For over thirty years, the Electronic Frontier Foundation (EFF) has awarded those paving the way for freedom and innovation in the digital world. Countless luminaries working in digital privacy and free speech gathered for this Pioneer Award Ceremony in San Francisco over the decades. This year, we are excited to relaunch that annual celebration as the first-ever EFF Awards!
The EFF Awards is a new ceremony dedicated to the growing digital rights communities whose technical, social, economic, and cultural contributions are changing the world. We can feel the impact of their work in diverse fields such as journalism, art, digital access, legislation, tech development, and law.
All are invited to attend the EFF Awards ceremony! The celebration will begin at 6 pm. PT, Thursday, November 10 at The Regency Lodge, 1290 Van Ness Ave. in San Francisco. Register today to attend in person. At 7 pm PT, the awards ceremony will stream live and free on Twitch, YouTube, Facebook, and Twitter.
We are honored to present our three winners of this year's EFF Awards: Alaa Abd El-Fattah, Digital Defense Fund, and Kyle Wiens. But before the ceremony kick off, we want to take a closer look at each of our honorees. Up next, Kyle Wiens, EFF Award for Right to Repair Advocacy:
Kyle Wiens, 38, is CEO and co-founder of iFixit and a godfather of the Right to Repair movement who has empowered millions of people to fix their own goods, keep jobs, and reduce waste, while also helping to win major exemptions to the Digital Millennium Copyright Act.
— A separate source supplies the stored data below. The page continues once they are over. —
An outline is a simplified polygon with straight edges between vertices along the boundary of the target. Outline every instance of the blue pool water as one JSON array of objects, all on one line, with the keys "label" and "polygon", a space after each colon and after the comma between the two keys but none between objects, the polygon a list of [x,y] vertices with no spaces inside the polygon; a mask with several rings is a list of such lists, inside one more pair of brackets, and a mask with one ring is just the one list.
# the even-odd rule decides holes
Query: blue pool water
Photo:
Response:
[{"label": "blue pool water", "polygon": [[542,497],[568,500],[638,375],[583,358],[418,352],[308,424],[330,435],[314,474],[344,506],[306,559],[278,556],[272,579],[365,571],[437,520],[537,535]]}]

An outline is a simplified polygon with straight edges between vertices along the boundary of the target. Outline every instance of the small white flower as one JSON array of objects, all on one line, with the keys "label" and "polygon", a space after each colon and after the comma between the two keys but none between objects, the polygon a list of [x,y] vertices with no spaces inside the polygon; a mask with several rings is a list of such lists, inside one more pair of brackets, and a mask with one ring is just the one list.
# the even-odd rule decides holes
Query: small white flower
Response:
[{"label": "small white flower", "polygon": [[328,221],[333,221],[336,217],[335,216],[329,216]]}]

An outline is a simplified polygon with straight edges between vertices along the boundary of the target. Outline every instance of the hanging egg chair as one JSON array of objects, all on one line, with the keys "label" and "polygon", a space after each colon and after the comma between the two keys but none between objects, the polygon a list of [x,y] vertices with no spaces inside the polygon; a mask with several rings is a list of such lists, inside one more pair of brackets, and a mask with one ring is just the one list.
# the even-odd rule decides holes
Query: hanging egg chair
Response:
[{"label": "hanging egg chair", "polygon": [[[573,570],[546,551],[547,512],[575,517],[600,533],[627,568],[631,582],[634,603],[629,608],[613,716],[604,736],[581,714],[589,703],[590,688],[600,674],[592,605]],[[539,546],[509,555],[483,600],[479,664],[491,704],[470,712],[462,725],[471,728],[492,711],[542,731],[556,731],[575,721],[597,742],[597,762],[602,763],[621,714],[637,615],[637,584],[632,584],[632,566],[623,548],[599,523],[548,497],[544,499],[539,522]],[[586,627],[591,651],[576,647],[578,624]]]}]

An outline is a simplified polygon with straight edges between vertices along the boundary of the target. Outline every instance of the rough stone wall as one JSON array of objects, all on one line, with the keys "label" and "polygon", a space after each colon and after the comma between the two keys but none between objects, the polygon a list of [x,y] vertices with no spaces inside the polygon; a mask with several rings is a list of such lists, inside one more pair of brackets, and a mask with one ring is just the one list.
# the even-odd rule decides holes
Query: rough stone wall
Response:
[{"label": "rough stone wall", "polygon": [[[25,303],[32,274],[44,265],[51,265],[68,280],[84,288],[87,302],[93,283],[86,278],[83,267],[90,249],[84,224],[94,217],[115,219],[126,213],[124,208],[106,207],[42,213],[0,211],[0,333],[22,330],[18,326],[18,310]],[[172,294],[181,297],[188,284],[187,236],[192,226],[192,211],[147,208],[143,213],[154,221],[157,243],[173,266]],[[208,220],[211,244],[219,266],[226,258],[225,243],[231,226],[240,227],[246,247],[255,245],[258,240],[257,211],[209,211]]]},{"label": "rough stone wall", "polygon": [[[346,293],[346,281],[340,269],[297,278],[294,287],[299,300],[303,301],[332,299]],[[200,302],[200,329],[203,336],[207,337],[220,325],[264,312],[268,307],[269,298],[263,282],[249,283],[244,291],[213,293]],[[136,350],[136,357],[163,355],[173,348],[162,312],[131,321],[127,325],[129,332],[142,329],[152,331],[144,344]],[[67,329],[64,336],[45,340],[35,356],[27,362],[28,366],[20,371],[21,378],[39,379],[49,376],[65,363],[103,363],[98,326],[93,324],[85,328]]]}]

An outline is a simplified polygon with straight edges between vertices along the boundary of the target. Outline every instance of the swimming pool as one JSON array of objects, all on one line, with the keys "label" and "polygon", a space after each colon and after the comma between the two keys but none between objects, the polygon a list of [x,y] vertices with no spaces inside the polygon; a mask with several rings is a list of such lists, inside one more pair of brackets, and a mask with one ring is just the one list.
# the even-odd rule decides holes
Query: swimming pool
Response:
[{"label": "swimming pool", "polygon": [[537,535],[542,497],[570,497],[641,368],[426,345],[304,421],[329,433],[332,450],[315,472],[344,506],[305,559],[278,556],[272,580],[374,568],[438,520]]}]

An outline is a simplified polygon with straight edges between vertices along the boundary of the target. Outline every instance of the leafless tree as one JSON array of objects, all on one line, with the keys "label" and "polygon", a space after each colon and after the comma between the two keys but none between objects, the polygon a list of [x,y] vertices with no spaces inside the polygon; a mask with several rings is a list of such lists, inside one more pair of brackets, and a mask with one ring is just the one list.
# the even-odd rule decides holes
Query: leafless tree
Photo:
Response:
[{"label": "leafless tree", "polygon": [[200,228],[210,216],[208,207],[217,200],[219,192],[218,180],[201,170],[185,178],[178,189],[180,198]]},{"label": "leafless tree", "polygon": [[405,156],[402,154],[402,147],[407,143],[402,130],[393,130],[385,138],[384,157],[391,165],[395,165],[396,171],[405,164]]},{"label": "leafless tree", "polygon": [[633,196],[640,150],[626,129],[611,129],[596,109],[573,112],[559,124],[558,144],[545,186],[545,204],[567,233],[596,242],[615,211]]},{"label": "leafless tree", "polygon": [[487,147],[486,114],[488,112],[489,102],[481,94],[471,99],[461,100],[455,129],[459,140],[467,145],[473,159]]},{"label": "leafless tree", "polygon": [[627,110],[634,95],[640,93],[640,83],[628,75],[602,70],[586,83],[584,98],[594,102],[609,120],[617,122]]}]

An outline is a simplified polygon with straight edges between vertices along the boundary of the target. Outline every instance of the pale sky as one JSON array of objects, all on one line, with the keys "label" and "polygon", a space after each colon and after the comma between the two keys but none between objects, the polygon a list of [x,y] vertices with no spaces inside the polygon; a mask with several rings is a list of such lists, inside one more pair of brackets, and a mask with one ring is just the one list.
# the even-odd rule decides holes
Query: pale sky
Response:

Wiens and Luke Soules launched iFixit in 2003 in their dorm room at California Polytechnic State University San Luis Obispo, posting a step-by-step repair guide online for Wiens’ broken laptop. As manufacturers used legal threats to limit access to repair manuals, they worked with their rapidly growing community to create homemade step-by-step illustrated repair guides of their own. Today, iFixit is a collaborative effort spanning thousands of fixers, repair seekers, and translators that provides over 80,000 free open-source repair guides for many thousands of devices. The company takes apart and rates products for ease of repairability, inspiring labeling regulations in Europe that are shaping new product designs.
Starting in 2012, Wiens joined with EFF and other organizations to successfully petition the U.S. Copyright Office for sweeping Right to Repair reforms including the rights to repair medical equipment, unlock phones, repair vehicles and farm equipment by modifying their software, and have third parties perform repairs on an owner’s behalf. In the latest round, the Copyright Office granted a broad exemption for repair of smartphones, home appliances, or home systems. Wiens also has been a stalwart crusader for congressional action to clarify and codify fixers’ and consumers’ rights.
Through it all, Wiens has tirelessly championed the Right to Repair not only as a basic digital freedom, but also as a job creator for countless fixers and a sustainable environmental imperative that keeps tons of e-waste out of landfills. “Our planet is impacted by consumption to a degree that no one expected and few understand,” he says. “I’m trying to get a handle on it.”